Jour 27 : Retour vers la civilisation

16 heures, en direct du bus cama Andesmar qui relie Puerto Madryn à Buenos Aires. Avons quitté l’hosteria Hipocampo – avons dormi sur les matelas les plus défoncés de l’Amérique du Sud – pour embarquer pour un nouveau voyage d’un peu moins de 1500 km vers la capitale, ou nous arriverons demain matin.

 

Ci-dessous la vue depuis la fenêtre du bus.

 

 

septembre 20, 2007. Buenos Aires, Trajets. Laisser un commentaire.

Jour 20 : la neige au mois de septembre

19 heures 30, en direct du Cathedral Ski Village – Cerro Cathedral – Bariloche.

Après un trajet de 17 heures depuis Mendoza, nous avons finalement atteint San Carlo de Bariloche. Je me suis fait un stress dans le bus quand j’ai vu le paysage : pas de neige. Les boules….

Nous avons repris un bus urbain qui nous a emmenés au Cerro Cathedral, une station de ski locale. Toujours pas un pet de neige autour du lac du Bariloche – au passage, on dira que ca ressemble au lac Léman. Bref…

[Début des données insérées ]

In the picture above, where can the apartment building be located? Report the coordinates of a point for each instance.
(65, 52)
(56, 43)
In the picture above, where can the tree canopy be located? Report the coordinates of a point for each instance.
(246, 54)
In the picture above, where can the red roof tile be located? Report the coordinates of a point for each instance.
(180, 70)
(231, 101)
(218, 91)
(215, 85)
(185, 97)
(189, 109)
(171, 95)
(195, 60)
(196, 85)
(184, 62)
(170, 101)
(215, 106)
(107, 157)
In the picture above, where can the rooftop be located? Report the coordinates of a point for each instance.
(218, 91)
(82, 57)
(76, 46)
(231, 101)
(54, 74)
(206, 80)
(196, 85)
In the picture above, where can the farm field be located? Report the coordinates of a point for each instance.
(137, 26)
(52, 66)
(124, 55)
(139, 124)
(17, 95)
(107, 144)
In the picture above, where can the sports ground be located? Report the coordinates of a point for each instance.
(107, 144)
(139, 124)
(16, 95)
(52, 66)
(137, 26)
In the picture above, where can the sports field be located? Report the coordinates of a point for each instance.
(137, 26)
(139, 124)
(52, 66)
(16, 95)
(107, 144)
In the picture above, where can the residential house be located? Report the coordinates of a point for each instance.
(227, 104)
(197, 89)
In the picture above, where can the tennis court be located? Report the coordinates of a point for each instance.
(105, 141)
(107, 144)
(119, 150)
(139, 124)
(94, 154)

Et enfin, miracle, la neige est là, téléskis, télésièges, et alquilar de ski dans tous les sens. Cool.

Mais le stress reprend : fallait nous voir avec nos valises dans la neige fondue. Je pose la famille dans un salon de thé, et je pars en expédition pour trouver une chambre… Completo. Completo. Completo partout. Et je vous dis pas les tarifs, en dollars US. C’est plus du tout l’Argentine, c’est Saint Tropez…Genre $800 la nuit pour 2.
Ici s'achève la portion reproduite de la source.